JimmXinu / FanFicFare

FanFicFare is a tool for making eBooks from stories on fanfiction and other web sites.
Other
739 stars 157 forks source link

Issues with AO3 DDoS #975

Closed Twilight666 closed 12 months ago

Twilight666 commented 12 months ago

AO3 had a ddos attack. From what I see when I try to enter now, it looks like they bought a cloudflare subscription for protection, so odds are we will have to use BrowserCache like on FFnet

A couple of questions (and I know we can't verify things until AO3 is back, but I figure I should ask just in any case):

1) Is BrowserCache supported for AO3? The FAQ says

Sites that require HTTP POST for login or don't allow caching of pages will [not work with this feature]

and then at the end it says

Here are websites known to not work with the browser cache: archiveofourown.org (and possibly other OTW archives such as Squidgeworld) ...

So it looks like it is not supported for AO3.

2) AO3 allows to load the entire story, and unless by default FFF uses that to get it faster. As a result a story (this is 16 chapters and I found the urls from my mails) could be

http://archiveofourown.org/works/42224136

But chapter 15 is

http://archiveofourown.org/works/42224136/chapters/121718962

and the entire story is

https://archiveofourown.org/works/42224136?view_full_work=true

If, say I wanted to download it, would the last one be enough to get everything in the cache? Also I (usually) download chapter ranges. If I wanted to download 15 and 16 (the last 2 chapters) what url should I use. Until now http://archiveofourown.org/works/42224136[15-] and http://archiveofourown.org/works/42224136/chapters/121718962[15-] would work fine. What about now?

Considering how things are on FFnet would I have to use https://archiveofourown.org/works/42224136?view_full_work=true[15-]?

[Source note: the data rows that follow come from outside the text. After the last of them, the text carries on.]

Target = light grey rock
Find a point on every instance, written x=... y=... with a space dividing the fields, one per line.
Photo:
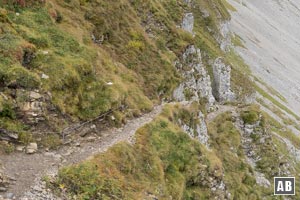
x=222 y=86
x=20 y=148
x=31 y=148
x=224 y=39
x=188 y=22
x=196 y=82
x=202 y=130
x=35 y=95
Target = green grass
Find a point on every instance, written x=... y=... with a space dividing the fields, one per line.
x=164 y=162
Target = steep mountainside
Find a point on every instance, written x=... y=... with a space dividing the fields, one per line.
x=70 y=69
x=270 y=32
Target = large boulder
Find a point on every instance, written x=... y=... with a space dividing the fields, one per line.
x=196 y=83
x=222 y=86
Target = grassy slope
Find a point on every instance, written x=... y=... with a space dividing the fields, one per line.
x=164 y=162
x=56 y=37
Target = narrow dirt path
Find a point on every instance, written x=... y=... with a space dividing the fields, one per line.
x=28 y=170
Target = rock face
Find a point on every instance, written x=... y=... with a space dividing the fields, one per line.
x=225 y=39
x=33 y=106
x=222 y=75
x=199 y=131
x=196 y=82
x=31 y=148
x=188 y=22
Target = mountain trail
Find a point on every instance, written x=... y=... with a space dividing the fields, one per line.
x=27 y=171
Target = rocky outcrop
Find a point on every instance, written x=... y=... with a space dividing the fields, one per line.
x=222 y=87
x=31 y=105
x=196 y=84
x=199 y=131
x=225 y=38
x=188 y=22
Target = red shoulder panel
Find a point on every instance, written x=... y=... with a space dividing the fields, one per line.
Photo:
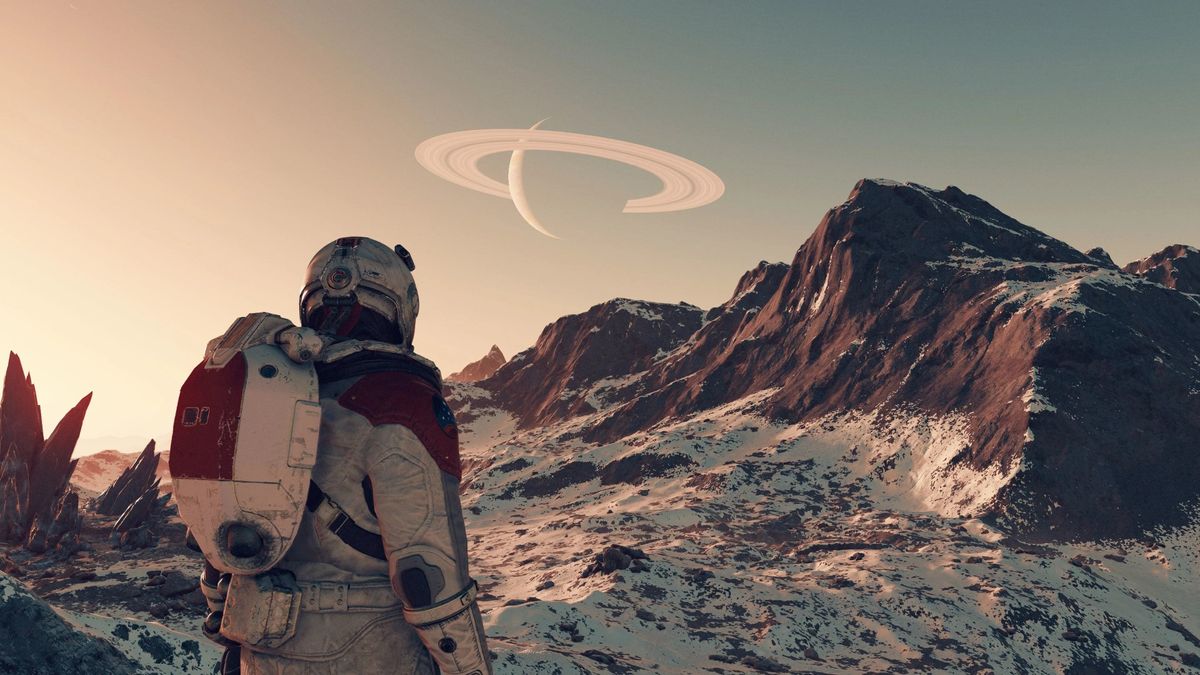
x=400 y=398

I am guessing the above are not going to be decided/solved/checked until AO3 is back. But I figure I should open this, so that you have more time to think it over

JimmXinu commented 12 months ago

I'm not spending any significant time on this until it's been longer--I'm still seeing server failure pages even after cloudflare.

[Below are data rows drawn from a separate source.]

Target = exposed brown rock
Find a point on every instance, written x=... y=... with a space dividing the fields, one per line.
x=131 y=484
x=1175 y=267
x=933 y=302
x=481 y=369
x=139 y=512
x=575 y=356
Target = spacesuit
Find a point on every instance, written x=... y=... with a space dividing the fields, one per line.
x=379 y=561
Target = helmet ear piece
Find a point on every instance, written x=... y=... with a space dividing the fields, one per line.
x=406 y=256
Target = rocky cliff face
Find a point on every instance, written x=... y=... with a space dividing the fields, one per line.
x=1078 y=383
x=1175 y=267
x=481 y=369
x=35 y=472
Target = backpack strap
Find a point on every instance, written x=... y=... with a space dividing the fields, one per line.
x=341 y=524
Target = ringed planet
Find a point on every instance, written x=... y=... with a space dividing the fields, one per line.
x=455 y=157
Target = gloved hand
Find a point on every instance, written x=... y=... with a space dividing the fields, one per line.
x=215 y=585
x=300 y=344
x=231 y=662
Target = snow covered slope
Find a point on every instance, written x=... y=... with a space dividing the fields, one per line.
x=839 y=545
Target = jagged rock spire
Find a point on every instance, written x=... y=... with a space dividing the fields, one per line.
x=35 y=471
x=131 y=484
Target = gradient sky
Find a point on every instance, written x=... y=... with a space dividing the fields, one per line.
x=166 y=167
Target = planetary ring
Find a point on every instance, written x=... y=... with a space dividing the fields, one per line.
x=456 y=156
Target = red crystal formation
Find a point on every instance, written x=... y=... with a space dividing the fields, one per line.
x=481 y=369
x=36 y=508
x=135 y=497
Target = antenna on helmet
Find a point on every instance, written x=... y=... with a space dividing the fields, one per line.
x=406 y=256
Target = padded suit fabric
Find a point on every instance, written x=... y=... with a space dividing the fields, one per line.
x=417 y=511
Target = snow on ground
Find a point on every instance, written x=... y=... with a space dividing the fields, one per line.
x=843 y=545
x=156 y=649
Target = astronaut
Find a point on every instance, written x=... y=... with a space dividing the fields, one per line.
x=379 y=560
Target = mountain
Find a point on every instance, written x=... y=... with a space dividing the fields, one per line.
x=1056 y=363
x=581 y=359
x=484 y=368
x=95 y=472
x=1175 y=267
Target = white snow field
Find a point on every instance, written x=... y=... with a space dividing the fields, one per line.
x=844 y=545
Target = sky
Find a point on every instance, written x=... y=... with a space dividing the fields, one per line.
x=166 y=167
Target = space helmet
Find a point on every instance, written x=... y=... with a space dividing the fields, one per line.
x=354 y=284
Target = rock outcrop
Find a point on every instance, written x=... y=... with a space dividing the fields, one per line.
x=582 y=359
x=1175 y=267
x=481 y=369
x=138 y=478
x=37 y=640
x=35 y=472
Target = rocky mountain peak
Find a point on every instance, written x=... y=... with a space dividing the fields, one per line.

What I remember off hand: AO3/OTW didn't work with browser cache during development of the feature. It wasn't needed so I didn't figure out why. AO3 login requires POST which isn't cachable.

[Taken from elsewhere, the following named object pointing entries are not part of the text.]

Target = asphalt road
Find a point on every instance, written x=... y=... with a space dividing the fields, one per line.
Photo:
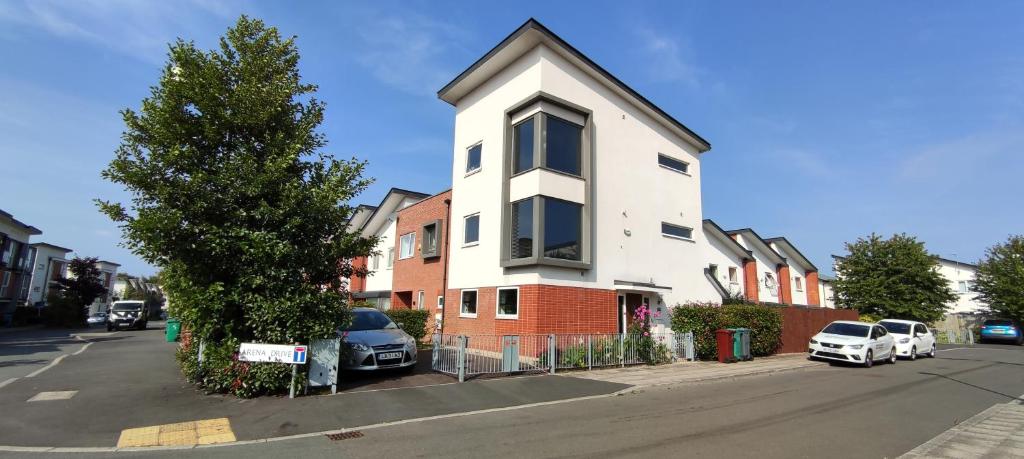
x=829 y=412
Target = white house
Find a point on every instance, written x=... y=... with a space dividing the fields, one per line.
x=50 y=264
x=585 y=196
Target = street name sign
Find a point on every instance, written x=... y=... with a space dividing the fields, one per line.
x=283 y=353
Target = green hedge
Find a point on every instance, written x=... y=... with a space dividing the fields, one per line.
x=413 y=322
x=702 y=319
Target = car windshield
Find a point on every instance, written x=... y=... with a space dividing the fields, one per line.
x=847 y=329
x=896 y=327
x=370 y=320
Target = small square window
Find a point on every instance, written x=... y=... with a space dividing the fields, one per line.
x=471 y=235
x=508 y=302
x=408 y=246
x=674 y=231
x=468 y=303
x=673 y=164
x=473 y=158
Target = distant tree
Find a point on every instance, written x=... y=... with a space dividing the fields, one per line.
x=999 y=280
x=76 y=293
x=892 y=279
x=232 y=199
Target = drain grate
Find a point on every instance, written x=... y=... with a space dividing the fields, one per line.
x=344 y=435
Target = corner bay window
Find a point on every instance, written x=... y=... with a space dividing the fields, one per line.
x=546 y=140
x=561 y=232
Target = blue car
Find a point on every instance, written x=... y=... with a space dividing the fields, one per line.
x=1003 y=330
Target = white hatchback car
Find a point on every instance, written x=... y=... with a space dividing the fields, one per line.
x=912 y=338
x=856 y=342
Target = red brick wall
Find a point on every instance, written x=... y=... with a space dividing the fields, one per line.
x=543 y=308
x=751 y=280
x=811 y=278
x=412 y=275
x=799 y=324
x=784 y=285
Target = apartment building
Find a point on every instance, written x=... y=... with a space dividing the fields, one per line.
x=50 y=264
x=15 y=263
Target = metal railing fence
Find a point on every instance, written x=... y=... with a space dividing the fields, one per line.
x=464 y=356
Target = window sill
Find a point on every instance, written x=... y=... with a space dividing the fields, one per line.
x=675 y=170
x=678 y=238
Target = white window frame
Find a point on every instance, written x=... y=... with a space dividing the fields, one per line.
x=465 y=221
x=412 y=246
x=463 y=314
x=498 y=296
x=477 y=169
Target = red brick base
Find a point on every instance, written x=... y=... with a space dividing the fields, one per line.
x=543 y=308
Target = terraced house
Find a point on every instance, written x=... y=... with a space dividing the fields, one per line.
x=573 y=202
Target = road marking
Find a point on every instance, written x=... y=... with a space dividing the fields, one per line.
x=207 y=431
x=86 y=346
x=51 y=365
x=57 y=394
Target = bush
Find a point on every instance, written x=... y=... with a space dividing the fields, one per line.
x=413 y=322
x=704 y=319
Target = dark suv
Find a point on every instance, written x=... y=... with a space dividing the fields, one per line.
x=127 y=315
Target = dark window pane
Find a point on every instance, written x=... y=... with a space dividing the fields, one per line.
x=672 y=163
x=472 y=230
x=523 y=148
x=473 y=158
x=562 y=223
x=508 y=302
x=679 y=232
x=563 y=145
x=522 y=228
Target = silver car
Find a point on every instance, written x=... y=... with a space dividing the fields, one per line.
x=373 y=341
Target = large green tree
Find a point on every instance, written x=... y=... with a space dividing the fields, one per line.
x=999 y=280
x=233 y=200
x=893 y=278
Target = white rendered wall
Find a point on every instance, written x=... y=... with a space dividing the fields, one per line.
x=631 y=194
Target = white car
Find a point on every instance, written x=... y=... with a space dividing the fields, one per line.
x=856 y=342
x=912 y=338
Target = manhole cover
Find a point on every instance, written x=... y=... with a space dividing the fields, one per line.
x=344 y=435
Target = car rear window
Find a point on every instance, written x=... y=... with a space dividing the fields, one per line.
x=847 y=329
x=896 y=327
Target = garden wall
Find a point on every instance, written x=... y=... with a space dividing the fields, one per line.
x=800 y=324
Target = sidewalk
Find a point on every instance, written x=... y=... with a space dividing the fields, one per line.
x=688 y=372
x=995 y=432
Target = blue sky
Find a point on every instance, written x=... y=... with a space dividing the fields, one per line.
x=827 y=120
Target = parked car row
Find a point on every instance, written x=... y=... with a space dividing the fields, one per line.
x=864 y=343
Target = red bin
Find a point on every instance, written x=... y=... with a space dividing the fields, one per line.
x=724 y=340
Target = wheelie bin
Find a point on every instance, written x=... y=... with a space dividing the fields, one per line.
x=724 y=340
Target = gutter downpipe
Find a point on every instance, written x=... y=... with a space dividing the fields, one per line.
x=448 y=238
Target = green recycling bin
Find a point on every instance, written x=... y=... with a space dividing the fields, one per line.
x=741 y=343
x=172 y=329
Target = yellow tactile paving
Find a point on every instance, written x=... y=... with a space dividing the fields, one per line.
x=206 y=431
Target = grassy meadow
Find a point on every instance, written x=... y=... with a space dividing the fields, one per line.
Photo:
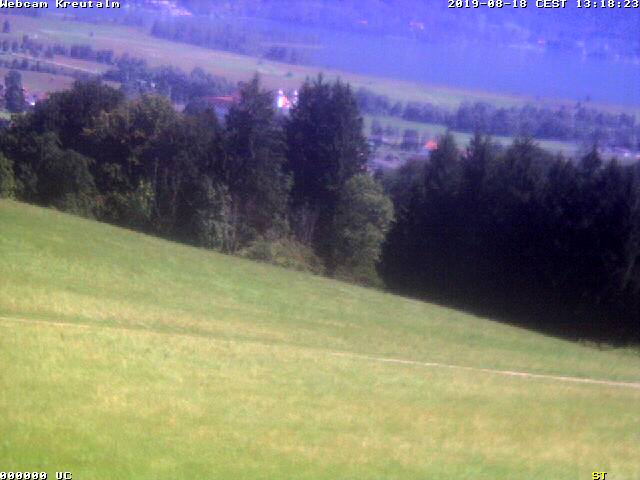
x=237 y=67
x=126 y=356
x=433 y=130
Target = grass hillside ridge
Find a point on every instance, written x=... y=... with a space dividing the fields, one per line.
x=129 y=356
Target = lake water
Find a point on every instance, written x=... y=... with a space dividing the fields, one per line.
x=512 y=70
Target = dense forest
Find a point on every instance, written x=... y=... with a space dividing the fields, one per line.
x=521 y=234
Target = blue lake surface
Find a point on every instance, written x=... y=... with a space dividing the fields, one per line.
x=513 y=70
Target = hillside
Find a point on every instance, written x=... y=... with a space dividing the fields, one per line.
x=125 y=356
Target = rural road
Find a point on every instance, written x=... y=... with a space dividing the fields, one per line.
x=398 y=361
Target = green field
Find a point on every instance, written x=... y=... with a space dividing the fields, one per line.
x=41 y=82
x=462 y=138
x=239 y=67
x=125 y=356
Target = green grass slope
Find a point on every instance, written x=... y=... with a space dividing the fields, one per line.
x=235 y=67
x=125 y=356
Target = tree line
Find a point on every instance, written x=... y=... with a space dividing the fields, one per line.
x=519 y=233
x=292 y=190
x=516 y=233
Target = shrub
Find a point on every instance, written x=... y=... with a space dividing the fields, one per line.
x=284 y=253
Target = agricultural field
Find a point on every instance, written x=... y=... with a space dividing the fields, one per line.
x=239 y=67
x=431 y=130
x=41 y=82
x=126 y=356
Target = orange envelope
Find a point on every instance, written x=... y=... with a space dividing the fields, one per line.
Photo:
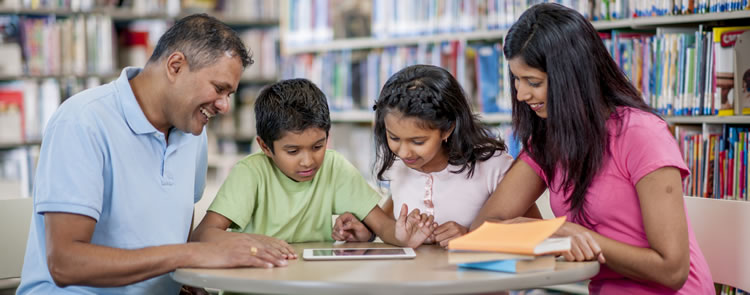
x=529 y=238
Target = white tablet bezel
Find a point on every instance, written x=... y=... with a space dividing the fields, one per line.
x=409 y=253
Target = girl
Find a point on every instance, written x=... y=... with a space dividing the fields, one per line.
x=436 y=154
x=611 y=165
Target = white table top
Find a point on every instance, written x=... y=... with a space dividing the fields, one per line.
x=428 y=273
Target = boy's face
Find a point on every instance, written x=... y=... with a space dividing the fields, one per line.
x=298 y=154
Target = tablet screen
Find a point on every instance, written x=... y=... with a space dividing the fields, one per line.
x=350 y=252
x=358 y=253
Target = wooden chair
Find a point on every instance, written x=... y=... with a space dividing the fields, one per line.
x=15 y=219
x=722 y=229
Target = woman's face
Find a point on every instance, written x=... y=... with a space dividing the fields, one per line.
x=531 y=86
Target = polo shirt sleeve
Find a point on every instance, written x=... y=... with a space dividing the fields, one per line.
x=201 y=167
x=237 y=196
x=643 y=148
x=353 y=193
x=70 y=172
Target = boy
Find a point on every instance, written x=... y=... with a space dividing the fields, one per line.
x=289 y=192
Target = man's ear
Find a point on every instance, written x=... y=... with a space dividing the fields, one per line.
x=264 y=147
x=176 y=64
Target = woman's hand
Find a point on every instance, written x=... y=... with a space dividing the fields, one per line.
x=583 y=247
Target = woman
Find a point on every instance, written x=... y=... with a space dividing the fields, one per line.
x=611 y=165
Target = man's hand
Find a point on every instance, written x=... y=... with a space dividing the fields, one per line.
x=415 y=228
x=348 y=228
x=448 y=231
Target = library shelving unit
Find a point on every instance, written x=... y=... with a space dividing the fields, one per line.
x=259 y=23
x=360 y=117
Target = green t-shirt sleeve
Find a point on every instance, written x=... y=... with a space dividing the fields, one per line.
x=353 y=193
x=237 y=196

JimmXinu commented 12 months ago

Title changed so visitors don't think that's a working solution.

inklesspen commented 12 months ago

I just want to note that using the browser cache feature with AO3 did work for me just now (tested on only one fic, though).

Twilight666 commented 12 months ago

It looks like it works for me too. I am not 100% how well it works but for a story like https://archiveofourown.org/works/45475381 I had to open 3 pages (I went on the pages FFF told me where missing from the cache)

https://archiveofourown.org/works/45475381/navigate?view_adult=true (TOC) https://archiveofourown.org/works/45475381?view_adult=true (The story URL I used... although FFF added the whole view_adult=true on it's own) https://archiveofourown.org/works/45475381?view_full_work=true&view_adult=true (The Full story)

I don't know if that can be cut down... especially since the 2nd one is worthless if you have the 3rd. Also the I use the 1st one to add the dates to my TOC, but maybe for others the 1st could be skipped.

Similarly on a story with only one chapter (https://archiveofourown.org/works/48093637) I had the following:

https://archiveofourown.org/works/48093637/navigate?view_adult=true https://archiveofourown.org/works/48093637?view_adult=true https://archiveofourown.org/works/48093637/chapters/121271518?view_adult=true (Since there is no full story)

Finally when I used open_pages_in_browser:true for https://archiveofourown.org/works/36326725 it opened a similar number of pages like above, but it looks like it works

In conclusion, it looks like BrowserCache is working properly... unless you want to fix up a couple of weird things (like the whole ?view_adult=true thing)

jcotton42 commented 12 months ago

Has anyone tested this with fics that require logging in to view?

chocolatechipcats commented 12 months ago

I copied my cache settings over from the ffnet section: use_browser_cache:true use_browser_cache_only:true open_pages_in_browser:true

Got a curious error. I'm not sure what it means.

Browser Cache Failed to Load with error ''NoneType' object has no attribute 'headers

Speaking of, depending on whether CF remains in use after the attack is over, the CF-bypassing methods may be needed later on. But they won't work in under-attack mode regardless.

inklesspen commented 12 months ago

I had to set both use_browser_cache and use_browser_cache_only to true, but it did successfully work with a fic that requires logging in.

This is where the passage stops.